Looking For A Life-save LVM Guru

Home » CentOS » Looking For A Life-save LVM Guru
CentOS 31 Comments

Dear All,

I am in desperate need for LVM data rescue for my server. I have an VG call vg_hosting consisting of 4 PVs each contained in a separate hard drive (/dev/sda1, /dev/sdb1, /dev/sdc1, and /dev/sdd1). And this LV: lv_home was created to use all the space of the 4 PVs.

Right now, the third hard drive is damaged; and therefore the third PV
(/dev/sdc1) cannot be accessed anymore.

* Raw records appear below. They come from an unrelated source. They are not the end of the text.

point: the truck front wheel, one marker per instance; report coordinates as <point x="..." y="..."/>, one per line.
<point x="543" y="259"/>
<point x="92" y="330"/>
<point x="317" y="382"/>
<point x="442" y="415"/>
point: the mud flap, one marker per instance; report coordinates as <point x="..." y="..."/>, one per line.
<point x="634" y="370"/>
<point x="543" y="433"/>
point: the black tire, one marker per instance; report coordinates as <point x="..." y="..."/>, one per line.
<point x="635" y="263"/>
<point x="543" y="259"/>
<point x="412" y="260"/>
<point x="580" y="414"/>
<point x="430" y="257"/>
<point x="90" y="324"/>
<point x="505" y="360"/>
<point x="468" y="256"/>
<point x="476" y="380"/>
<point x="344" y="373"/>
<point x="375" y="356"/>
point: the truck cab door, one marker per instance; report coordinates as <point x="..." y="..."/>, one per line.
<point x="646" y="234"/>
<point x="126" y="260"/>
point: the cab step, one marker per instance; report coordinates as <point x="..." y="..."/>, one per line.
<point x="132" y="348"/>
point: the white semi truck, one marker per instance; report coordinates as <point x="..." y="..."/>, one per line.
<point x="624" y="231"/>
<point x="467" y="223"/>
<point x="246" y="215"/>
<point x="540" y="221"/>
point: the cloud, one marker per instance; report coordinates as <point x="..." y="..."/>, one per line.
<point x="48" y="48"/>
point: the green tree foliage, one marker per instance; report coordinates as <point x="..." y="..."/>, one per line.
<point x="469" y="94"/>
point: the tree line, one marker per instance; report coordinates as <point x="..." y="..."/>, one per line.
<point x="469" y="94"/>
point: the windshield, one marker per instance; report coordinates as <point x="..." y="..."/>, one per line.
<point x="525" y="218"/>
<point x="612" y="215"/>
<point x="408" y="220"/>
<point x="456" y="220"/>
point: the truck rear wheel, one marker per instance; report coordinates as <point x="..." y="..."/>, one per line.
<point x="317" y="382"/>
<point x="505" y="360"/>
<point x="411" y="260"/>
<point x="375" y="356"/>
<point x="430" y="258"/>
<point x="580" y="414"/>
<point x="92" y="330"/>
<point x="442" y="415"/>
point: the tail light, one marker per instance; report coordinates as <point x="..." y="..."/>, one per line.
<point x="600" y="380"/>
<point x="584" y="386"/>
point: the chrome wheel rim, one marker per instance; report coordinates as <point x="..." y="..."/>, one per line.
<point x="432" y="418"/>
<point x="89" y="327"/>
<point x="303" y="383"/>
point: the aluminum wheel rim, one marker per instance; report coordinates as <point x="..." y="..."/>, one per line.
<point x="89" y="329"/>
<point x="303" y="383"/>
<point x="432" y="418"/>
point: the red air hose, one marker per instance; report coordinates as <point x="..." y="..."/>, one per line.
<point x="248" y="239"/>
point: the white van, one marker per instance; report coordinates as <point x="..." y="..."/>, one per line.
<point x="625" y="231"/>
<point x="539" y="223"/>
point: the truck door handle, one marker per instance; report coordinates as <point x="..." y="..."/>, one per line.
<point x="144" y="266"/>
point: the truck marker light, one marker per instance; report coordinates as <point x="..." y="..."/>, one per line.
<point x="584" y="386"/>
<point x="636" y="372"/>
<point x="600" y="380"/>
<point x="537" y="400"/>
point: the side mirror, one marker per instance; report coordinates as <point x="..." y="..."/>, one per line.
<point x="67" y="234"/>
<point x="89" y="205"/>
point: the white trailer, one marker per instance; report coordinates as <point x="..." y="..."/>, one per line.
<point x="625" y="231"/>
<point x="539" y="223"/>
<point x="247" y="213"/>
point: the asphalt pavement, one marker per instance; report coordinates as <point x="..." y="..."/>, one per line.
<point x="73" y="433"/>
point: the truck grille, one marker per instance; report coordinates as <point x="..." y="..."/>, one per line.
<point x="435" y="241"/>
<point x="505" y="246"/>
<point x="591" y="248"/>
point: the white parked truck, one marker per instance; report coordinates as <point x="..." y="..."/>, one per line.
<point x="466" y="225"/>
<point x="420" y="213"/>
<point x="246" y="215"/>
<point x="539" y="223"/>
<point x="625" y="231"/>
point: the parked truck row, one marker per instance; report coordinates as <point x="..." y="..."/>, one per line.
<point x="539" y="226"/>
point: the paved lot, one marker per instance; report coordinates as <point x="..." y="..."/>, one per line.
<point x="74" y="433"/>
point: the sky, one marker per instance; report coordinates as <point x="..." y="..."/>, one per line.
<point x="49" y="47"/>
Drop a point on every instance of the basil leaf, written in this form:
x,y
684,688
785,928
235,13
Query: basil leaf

I would like to recover whatever left in the other 3 PVs (/dev/sda1, /dev/sdb1, and /dev/sdd1).

I have tried with the following:

1. Removing the broken PV:

# vgreduce –force vg_hosting /dev/sdc1
Physical volume “/dev/sdc1” still in use

# pvmove /dev/sdc1
No extents available for allocation

2. Replacing the broken PV:

I was able to create a new PV and restore the VG Config/meta data:

# pvcreate –restorefile … –uuid … /dev/sdc1
# vgcfgrestore –file … vg_hosting

However, vgchange would give this error:

# vgchange -a y
device-mapper: resume ioctl on failed: Invalid argument
Unable to resume vg_hosting-lv_home (253:4)
0 logical volume(s) in volume group “vg_hosting” now active

Could someone help me please???
I’m in dire need for help to save the data, at least some of it if possible.

Regards, Khem

31 thoughts on - Looking For A Life-save LVM Guru

  • your data is spread across all 4 drives, and you lost 25% of it. so only
    3 out of 4 blocks of data still exist. good luck with recovery.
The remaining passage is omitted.